Kismat (1969) saw him dressed to look like a girl, while the heroine Babita was made to resemble a boy in the popular song Kajra mohabbatwala. The song went on to set a trend, inspiring many actors such as Rishi Kapoor in Rafoo Chakkar (1975), Govinda in Aunty No. 1 (1998), and Kamal Haasan in Chachi 420 (1997), among others, to play a woman on screen. He did not find it difficult to express the feminine mannerisms required, as he had watched the neighbourhood dadas act out female parts in plays because respectable ladies didn’t act in those days. 

His Rahgeer (1969) won fantastic reviews and he was even in the running for the National Award.

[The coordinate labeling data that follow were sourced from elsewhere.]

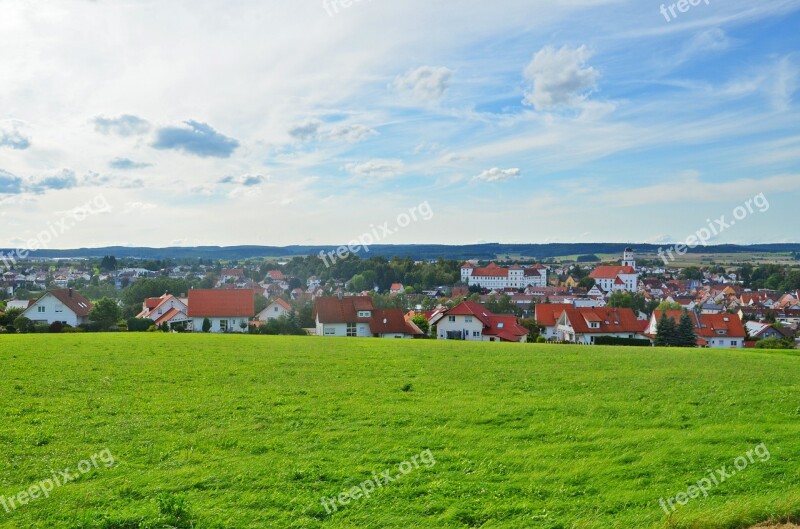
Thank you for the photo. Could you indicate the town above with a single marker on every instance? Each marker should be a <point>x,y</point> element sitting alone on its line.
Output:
<point>582,303</point>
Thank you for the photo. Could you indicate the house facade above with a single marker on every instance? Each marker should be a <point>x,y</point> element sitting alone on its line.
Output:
<point>497,277</point>
<point>356,317</point>
<point>64,305</point>
<point>471,321</point>
<point>228,310</point>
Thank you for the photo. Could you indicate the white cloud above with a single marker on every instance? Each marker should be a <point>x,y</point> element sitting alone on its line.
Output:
<point>559,78</point>
<point>426,84</point>
<point>376,168</point>
<point>498,175</point>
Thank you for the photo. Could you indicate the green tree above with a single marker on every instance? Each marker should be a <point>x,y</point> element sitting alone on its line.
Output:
<point>422,322</point>
<point>105,313</point>
<point>666,332</point>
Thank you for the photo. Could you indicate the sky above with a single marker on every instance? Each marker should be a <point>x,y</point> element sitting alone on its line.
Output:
<point>184,123</point>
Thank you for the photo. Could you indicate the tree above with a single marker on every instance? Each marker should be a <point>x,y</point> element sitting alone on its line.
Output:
<point>105,313</point>
<point>422,322</point>
<point>665,332</point>
<point>685,335</point>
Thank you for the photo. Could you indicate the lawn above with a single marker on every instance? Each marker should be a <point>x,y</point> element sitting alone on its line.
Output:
<point>251,431</point>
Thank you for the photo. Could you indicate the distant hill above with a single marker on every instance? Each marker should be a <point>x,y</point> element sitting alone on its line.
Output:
<point>416,251</point>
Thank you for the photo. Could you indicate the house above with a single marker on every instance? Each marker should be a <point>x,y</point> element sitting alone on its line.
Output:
<point>618,278</point>
<point>715,331</point>
<point>165,309</point>
<point>19,304</point>
<point>228,310</point>
<point>764,330</point>
<point>584,325</point>
<point>472,322</point>
<point>64,305</point>
<point>274,310</point>
<point>356,316</point>
<point>494,276</point>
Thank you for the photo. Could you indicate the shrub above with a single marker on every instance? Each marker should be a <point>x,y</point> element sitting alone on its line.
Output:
<point>629,342</point>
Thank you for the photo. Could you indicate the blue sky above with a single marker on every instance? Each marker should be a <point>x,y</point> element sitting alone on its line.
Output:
<point>307,122</point>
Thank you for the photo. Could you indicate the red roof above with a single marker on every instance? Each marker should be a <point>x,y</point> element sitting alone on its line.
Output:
<point>72,300</point>
<point>331,309</point>
<point>609,320</point>
<point>547,314</point>
<point>492,270</point>
<point>221,303</point>
<point>391,321</point>
<point>610,272</point>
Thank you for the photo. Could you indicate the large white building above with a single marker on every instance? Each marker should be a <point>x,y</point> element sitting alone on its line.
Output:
<point>495,277</point>
<point>622,278</point>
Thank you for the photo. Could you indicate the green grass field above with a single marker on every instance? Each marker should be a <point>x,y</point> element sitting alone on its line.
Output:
<point>249,431</point>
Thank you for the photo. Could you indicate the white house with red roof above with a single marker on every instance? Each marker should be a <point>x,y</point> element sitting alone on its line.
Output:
<point>228,310</point>
<point>275,310</point>
<point>623,278</point>
<point>584,325</point>
<point>471,321</point>
<point>165,309</point>
<point>64,305</point>
<point>357,317</point>
<point>494,276</point>
<point>716,331</point>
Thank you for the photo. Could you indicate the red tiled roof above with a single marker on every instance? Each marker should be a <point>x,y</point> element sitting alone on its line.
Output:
<point>221,303</point>
<point>611,320</point>
<point>72,300</point>
<point>391,321</point>
<point>610,272</point>
<point>547,314</point>
<point>331,309</point>
<point>506,328</point>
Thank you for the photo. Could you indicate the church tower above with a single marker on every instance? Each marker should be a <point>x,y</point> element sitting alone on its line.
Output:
<point>628,258</point>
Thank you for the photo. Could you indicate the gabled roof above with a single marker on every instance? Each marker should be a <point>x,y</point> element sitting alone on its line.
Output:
<point>547,314</point>
<point>610,272</point>
<point>391,321</point>
<point>506,328</point>
<point>609,320</point>
<point>331,309</point>
<point>221,303</point>
<point>71,299</point>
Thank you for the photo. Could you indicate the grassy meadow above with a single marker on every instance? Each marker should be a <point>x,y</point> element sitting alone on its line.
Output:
<point>252,431</point>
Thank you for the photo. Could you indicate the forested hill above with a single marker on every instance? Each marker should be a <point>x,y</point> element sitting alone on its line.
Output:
<point>417,251</point>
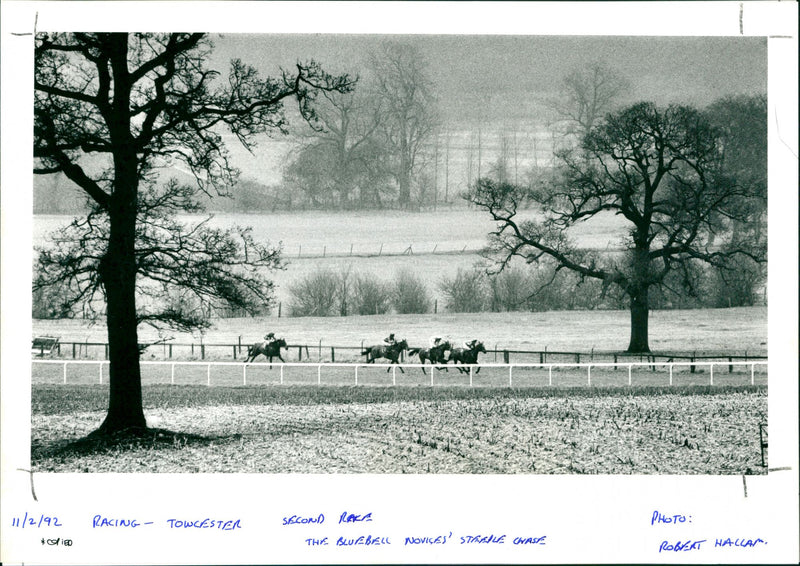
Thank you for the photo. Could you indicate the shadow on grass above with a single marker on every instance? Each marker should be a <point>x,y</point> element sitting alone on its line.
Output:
<point>124,441</point>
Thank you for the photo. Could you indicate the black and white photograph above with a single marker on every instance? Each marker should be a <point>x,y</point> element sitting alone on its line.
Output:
<point>365,254</point>
<point>569,232</point>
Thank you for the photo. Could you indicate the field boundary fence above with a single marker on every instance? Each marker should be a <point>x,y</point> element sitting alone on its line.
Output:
<point>324,353</point>
<point>552,370</point>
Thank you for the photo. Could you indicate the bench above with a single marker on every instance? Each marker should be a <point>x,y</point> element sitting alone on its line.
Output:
<point>44,345</point>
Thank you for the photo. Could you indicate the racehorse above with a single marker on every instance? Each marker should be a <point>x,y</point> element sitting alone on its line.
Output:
<point>435,354</point>
<point>467,356</point>
<point>390,352</point>
<point>268,349</point>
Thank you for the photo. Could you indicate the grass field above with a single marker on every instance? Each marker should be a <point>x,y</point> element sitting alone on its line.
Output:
<point>737,330</point>
<point>680,430</point>
<point>314,240</point>
<point>566,428</point>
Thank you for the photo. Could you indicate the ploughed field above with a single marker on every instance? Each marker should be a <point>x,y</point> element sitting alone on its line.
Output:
<point>341,429</point>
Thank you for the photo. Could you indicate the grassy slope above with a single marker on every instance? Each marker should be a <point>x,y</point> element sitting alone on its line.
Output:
<point>738,329</point>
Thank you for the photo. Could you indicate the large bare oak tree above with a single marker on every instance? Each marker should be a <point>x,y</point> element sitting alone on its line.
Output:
<point>658,168</point>
<point>110,109</point>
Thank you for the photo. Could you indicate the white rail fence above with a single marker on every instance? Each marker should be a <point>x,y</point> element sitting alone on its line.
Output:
<point>671,367</point>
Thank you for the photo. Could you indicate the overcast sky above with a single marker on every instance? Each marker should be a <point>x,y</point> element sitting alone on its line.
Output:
<point>506,73</point>
<point>501,80</point>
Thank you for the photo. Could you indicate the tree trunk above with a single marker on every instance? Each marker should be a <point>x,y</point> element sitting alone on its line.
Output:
<point>118,272</point>
<point>404,183</point>
<point>640,313</point>
<point>118,267</point>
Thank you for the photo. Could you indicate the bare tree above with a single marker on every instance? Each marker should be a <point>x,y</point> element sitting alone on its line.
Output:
<point>586,95</point>
<point>330,164</point>
<point>660,169</point>
<point>109,109</point>
<point>408,101</point>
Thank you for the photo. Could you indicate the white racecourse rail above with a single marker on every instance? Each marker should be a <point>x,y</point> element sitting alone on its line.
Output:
<point>510,367</point>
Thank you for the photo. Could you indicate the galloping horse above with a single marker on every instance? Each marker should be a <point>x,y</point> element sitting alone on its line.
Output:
<point>390,352</point>
<point>435,354</point>
<point>467,356</point>
<point>269,350</point>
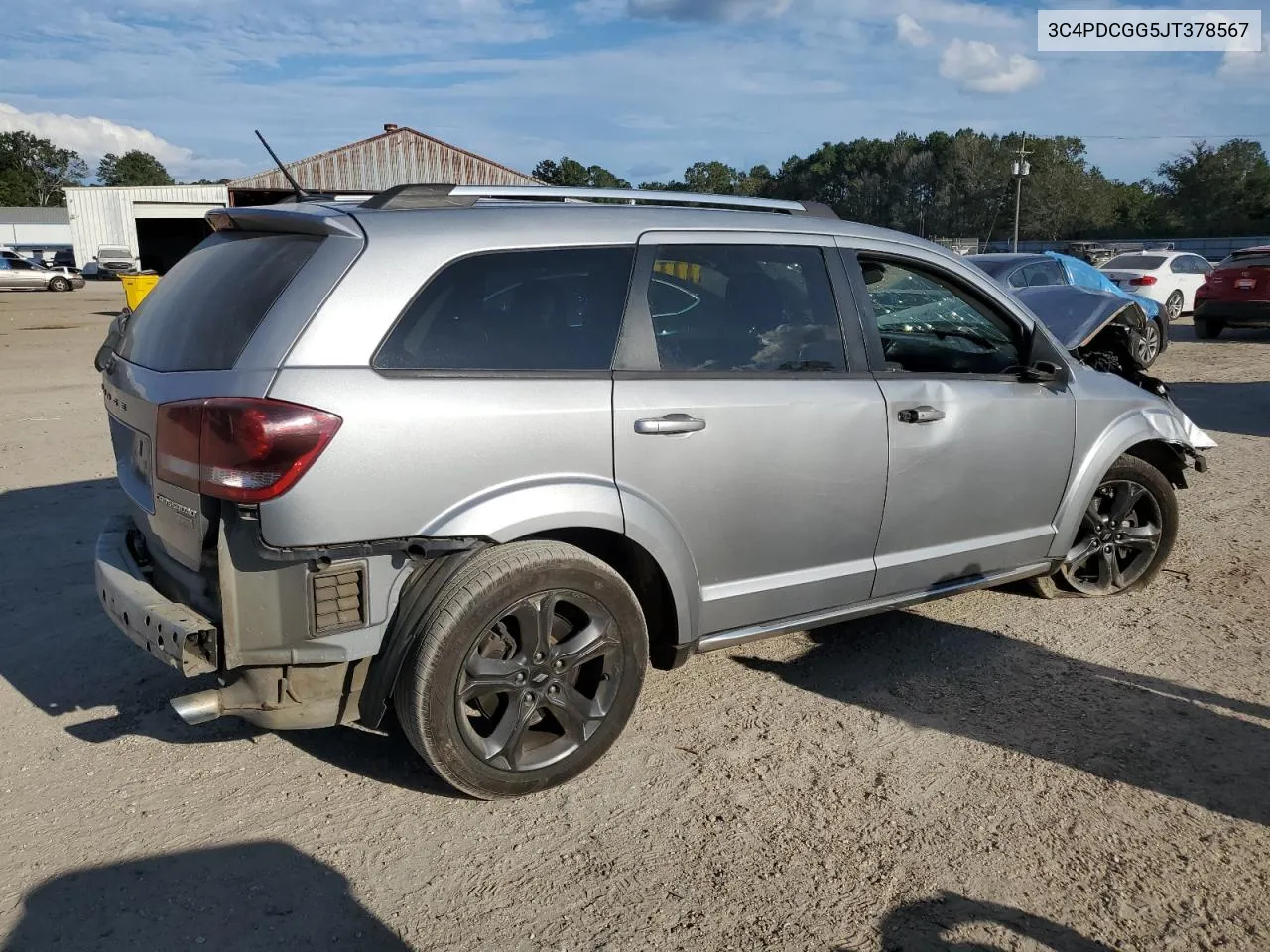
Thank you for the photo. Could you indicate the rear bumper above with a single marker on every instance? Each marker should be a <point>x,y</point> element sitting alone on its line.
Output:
<point>1236,313</point>
<point>169,631</point>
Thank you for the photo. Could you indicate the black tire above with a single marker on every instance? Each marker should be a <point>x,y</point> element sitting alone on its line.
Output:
<point>1173,306</point>
<point>1128,470</point>
<point>1207,329</point>
<point>1155,341</point>
<point>471,612</point>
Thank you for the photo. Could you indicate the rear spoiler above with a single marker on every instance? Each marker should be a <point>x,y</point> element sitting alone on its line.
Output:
<point>314,220</point>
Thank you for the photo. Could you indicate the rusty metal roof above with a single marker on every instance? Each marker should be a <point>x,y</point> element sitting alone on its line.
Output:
<point>398,157</point>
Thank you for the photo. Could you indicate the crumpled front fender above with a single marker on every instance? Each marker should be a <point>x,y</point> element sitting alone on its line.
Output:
<point>1162,421</point>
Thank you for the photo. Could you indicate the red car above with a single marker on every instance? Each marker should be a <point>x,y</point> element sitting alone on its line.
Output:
<point>1236,294</point>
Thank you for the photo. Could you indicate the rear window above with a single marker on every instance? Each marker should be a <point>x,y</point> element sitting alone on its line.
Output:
<point>543,309</point>
<point>1144,263</point>
<point>1248,261</point>
<point>202,312</point>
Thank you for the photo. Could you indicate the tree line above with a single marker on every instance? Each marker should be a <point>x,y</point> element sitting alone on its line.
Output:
<point>960,185</point>
<point>36,172</point>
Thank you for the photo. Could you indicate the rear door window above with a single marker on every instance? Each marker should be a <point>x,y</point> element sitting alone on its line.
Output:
<point>534,309</point>
<point>735,308</point>
<point>203,311</point>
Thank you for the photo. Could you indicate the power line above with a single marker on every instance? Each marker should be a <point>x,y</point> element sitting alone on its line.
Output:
<point>1211,135</point>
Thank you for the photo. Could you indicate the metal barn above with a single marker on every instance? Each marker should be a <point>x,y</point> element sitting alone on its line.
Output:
<point>397,157</point>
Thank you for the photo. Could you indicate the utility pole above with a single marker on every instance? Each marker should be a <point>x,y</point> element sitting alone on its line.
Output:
<point>1020,169</point>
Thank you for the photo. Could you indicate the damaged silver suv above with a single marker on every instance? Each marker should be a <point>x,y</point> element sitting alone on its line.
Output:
<point>484,456</point>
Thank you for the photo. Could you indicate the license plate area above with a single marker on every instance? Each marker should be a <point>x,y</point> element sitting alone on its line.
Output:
<point>134,460</point>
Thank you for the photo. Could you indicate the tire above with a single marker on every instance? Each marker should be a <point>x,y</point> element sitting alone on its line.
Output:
<point>444,705</point>
<point>1095,549</point>
<point>1207,329</point>
<point>1173,307</point>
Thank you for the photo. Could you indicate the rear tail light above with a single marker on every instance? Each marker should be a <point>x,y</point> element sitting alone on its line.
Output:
<point>239,448</point>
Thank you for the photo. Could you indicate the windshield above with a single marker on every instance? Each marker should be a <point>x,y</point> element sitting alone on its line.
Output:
<point>1142,263</point>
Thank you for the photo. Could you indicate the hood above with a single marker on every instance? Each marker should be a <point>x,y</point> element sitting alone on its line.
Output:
<point>1075,313</point>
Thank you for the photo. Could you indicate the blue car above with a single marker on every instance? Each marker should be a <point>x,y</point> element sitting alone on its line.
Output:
<point>1029,271</point>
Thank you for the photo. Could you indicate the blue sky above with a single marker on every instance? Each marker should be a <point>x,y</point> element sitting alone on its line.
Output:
<point>642,86</point>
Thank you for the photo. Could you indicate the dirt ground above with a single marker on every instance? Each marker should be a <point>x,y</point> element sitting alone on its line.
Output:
<point>985,772</point>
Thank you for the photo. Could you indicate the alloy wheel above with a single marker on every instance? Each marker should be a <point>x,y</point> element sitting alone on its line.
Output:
<point>539,680</point>
<point>1118,542</point>
<point>1150,345</point>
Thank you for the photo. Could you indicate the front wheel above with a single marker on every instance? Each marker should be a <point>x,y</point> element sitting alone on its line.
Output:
<point>1125,536</point>
<point>526,667</point>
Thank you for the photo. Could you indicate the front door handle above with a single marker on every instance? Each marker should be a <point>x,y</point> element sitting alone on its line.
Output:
<point>920,414</point>
<point>670,425</point>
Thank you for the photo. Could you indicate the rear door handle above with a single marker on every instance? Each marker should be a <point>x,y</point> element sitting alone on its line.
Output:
<point>668,425</point>
<point>920,414</point>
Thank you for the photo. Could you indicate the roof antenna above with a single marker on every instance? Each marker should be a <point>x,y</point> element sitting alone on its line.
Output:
<point>300,193</point>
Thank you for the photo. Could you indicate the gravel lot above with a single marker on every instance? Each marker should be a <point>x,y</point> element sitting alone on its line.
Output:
<point>987,772</point>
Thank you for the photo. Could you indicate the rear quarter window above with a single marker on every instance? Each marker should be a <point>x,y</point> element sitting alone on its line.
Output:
<point>540,309</point>
<point>202,312</point>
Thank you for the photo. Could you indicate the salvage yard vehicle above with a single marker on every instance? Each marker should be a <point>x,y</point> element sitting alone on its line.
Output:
<point>481,456</point>
<point>1165,276</point>
<point>23,273</point>
<point>1049,268</point>
<point>1236,294</point>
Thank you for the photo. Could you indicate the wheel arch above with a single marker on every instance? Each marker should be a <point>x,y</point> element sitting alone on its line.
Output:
<point>1155,435</point>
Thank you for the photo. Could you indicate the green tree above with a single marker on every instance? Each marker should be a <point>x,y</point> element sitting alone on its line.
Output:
<point>35,172</point>
<point>572,173</point>
<point>134,168</point>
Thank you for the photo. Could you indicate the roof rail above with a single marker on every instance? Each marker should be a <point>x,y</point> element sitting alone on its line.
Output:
<point>441,195</point>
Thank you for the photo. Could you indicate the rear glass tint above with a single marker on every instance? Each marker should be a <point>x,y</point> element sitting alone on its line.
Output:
<point>1141,263</point>
<point>549,309</point>
<point>1254,261</point>
<point>202,313</point>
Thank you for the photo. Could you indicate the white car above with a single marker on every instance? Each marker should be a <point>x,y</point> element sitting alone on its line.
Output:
<point>1166,277</point>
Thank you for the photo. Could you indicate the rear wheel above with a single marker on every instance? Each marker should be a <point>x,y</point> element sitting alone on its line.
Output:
<point>1207,329</point>
<point>526,669</point>
<point>1174,306</point>
<point>1125,535</point>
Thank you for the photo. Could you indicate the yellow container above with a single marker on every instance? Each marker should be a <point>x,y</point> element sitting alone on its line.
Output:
<point>137,286</point>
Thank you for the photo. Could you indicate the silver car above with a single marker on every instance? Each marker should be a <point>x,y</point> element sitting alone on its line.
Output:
<point>484,456</point>
<point>24,273</point>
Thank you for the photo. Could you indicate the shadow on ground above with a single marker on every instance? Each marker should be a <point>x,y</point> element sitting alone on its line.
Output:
<point>924,927</point>
<point>250,896</point>
<point>1142,731</point>
<point>1241,408</point>
<point>66,657</point>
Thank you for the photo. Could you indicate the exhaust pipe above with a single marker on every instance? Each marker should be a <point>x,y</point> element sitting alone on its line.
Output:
<point>198,708</point>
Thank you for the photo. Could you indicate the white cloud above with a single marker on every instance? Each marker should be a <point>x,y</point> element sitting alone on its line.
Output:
<point>982,67</point>
<point>1238,64</point>
<point>93,137</point>
<point>706,9</point>
<point>910,31</point>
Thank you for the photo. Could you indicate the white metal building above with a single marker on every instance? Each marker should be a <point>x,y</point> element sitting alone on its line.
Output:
<point>35,227</point>
<point>159,223</point>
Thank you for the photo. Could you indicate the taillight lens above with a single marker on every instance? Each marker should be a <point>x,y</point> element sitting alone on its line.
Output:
<point>239,448</point>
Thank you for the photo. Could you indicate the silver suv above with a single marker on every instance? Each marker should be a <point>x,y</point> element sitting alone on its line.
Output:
<point>483,456</point>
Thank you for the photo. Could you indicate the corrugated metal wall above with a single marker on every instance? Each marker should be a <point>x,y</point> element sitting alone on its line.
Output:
<point>400,158</point>
<point>103,216</point>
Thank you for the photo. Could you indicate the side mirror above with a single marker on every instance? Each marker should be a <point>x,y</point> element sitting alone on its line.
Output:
<point>1040,372</point>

Normally seen with a guitar in hand in those days, he chose to accept the deglamourized role of a folk singer who wanders around, refusing to be confined within the four walls of a house. He produced, directed and acted in the film Kehte Hain Mujhko Raja (1975), whichhad a star-studded cast that included Dharmendra, Hema Malini, Shatrughan Sinha and Rekha. However, the film did not succeed at the box office probably owing to its similarity to Ram Aur Shyam (1967) and Seeta Aur Geeta (1972). 

His most commercially successful production was Raktatilak (1974) which was perhaps the first action film in Bengali. Uttam Kumar played a cop while he was a dacoit. His son, Prosenjit made his debut in the film as the young Biswajit. His production Choto Jigyasha (1968) revolved around a motherless boy and was the official entry for the Locarno Film Festival. On Ritwik Ghatak’s insistence, he also produced the first documentary on Bangladesh for which Nargis Dutt came out of retirement to play Mother Bengal. Rare Flows Padma The River was presented to Sheikh Mujibur Rehman at the Bongo Bhawav.

His Baba Taraknath (1980) became a huge hit, popularising the pilgrimage to Taraknath temple. It even inspired women to make the arduous trek from Kolkata to Tarekeshwar with deep faith. 

Biswajit also made a 23-episode serial on Netaji Subhash Chandra Bose, as well as a half-hour documentary Amar Netaji in his centenary year that was presented to President Shankar Dayal Sharma. 

Also singing and performing in concerts, in the 1970s, he cut a disc of two Bengali contemporary numbers Tomar Chokher Kajole and Jay Jay Din, both composed by Salil Choudhury.

In the 2014 general elections, Biswajit contested from New Delhi as an All India Trinamool Congress candidate. In 2019, he joined Bharatiya Janata Party. 

Biswajit’s son Prosenjit and daughter Pallavi by his first wife, the late Ratna Chatterjee, are also actors in the Bengali film industry. Married a second time, his wife, Ira Chatterjee is a producer, director, and writer of stage plays. Their younger daughter, Prima Chatterjee is a film actress, theatre actress and a dance performer.

Among the honours he has received, are Indian Personality of the year at 51st International Film Festival of India (IFFI), Lifetime Achievement award at 5th Dehradun International Film Festival (DIFF) in 2019, and the Mohammed Rafi Award.

Biswajit’s passion for films and filmmaking saw him continue to be part of the creative process.